La decisión es procesal y no implica absolución: la investigación penal en su contra continúa y el exfuncionario deberá seguir compareciendo ante la justicia.

Qué decidió exactamente la Corte

Cuando un alto tribunal ordena la libertad por fallas en el debido proceso, lo que hace es corregir un defecto en la actuación —términos vencidos, notificaciones irregulares o motivación insuficiente de la medida—, no evaluar si la persona es culpable o inocente.

En la práctica, el procesado recupera su libertad mientras el proceso sigue su curso ordinario, con las obligaciones que le imponga el juez de conocimiento.

Reacciones y lectura política

La decisión reabrió el debate sobre la calidad técnica de las actuaciones en procesos de alto perfil. Sectores políticos la interpretaron como un golpe a la investigación; juristas consultados insistieron en que las garantías procesales aplican para todos los ciudadanos, sin distinción.

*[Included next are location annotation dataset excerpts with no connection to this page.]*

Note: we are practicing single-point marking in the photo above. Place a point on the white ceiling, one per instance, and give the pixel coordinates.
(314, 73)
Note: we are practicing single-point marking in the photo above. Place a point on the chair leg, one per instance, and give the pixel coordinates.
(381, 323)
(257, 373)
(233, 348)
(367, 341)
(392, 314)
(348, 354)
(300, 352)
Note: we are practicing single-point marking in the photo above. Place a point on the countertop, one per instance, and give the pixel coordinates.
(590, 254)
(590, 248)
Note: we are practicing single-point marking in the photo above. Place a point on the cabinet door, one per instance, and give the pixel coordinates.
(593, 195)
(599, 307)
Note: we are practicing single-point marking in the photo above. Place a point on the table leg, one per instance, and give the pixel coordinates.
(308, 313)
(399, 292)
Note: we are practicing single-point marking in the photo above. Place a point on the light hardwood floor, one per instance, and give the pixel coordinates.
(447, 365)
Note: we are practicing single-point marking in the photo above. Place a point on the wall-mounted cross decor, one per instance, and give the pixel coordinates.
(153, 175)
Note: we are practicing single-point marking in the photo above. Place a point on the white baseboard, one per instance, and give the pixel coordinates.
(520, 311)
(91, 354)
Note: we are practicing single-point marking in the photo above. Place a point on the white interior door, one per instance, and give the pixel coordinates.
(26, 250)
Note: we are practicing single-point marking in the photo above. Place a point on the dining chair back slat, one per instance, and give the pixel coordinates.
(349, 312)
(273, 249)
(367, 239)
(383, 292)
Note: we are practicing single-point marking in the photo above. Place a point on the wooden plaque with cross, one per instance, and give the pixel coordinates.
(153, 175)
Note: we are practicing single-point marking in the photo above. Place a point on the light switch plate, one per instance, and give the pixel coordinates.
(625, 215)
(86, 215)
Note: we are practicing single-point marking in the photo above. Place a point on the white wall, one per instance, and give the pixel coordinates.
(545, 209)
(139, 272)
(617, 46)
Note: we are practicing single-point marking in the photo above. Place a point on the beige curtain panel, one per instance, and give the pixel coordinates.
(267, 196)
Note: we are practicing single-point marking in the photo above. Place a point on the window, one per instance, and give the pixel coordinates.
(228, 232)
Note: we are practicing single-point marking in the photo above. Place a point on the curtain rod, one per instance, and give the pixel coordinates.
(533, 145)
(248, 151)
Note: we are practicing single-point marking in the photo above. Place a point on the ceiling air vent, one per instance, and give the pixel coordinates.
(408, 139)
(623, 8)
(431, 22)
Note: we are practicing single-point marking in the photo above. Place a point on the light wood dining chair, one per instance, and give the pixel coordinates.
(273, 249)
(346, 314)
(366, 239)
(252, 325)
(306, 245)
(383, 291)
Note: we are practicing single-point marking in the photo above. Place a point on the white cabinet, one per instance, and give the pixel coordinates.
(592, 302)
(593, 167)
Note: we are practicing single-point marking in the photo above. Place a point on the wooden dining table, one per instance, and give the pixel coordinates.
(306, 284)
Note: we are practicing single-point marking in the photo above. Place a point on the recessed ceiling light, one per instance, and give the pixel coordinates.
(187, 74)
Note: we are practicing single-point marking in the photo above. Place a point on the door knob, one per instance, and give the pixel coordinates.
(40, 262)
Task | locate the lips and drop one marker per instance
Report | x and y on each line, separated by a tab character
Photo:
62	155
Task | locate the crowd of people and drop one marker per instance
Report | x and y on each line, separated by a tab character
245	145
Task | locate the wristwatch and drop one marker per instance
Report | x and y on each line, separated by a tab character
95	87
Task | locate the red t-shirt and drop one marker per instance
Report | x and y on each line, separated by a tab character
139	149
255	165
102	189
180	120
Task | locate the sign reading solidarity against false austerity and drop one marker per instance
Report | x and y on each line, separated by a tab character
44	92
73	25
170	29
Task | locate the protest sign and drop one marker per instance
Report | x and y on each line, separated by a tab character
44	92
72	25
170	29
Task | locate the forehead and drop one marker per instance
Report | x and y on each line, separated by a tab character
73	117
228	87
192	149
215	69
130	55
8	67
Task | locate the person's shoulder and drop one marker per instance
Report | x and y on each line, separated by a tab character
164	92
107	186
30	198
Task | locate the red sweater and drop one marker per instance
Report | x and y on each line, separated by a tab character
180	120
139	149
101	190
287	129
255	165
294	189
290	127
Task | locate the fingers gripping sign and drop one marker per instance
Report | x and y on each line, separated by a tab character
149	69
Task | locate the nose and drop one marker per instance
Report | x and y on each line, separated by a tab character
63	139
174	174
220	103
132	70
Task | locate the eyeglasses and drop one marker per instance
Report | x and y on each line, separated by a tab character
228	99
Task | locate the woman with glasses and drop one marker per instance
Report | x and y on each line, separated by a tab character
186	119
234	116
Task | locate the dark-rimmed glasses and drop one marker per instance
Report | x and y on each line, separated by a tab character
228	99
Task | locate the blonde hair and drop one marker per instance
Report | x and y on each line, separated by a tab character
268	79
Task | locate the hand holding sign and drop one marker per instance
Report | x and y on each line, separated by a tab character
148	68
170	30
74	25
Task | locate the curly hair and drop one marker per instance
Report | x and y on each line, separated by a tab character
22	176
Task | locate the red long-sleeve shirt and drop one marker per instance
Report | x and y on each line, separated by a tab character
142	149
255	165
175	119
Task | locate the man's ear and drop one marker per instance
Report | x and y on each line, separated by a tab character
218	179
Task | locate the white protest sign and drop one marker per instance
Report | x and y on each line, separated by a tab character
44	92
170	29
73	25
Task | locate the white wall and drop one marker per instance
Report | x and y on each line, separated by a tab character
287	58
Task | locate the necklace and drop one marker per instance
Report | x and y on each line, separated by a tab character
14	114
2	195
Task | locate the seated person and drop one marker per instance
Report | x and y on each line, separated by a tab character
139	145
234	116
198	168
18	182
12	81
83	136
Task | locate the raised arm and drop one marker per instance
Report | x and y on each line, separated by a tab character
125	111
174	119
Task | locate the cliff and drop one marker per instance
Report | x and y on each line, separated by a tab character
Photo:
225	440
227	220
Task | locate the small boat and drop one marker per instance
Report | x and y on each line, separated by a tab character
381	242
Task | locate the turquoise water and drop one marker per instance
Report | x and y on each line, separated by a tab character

Organizaciones de la sociedad civil pidieron que la Fiscalía subsane los errores señalados para que el proceso no termine en una nulidad mayor.

Lo que sigue

El expediente continúa en etapa de juicio. La defensa insistirá en la nulidad de actuaciones y la Fiscalía deberá reforzar el material probatorio. No hay fecha definida para la próxima audiencia.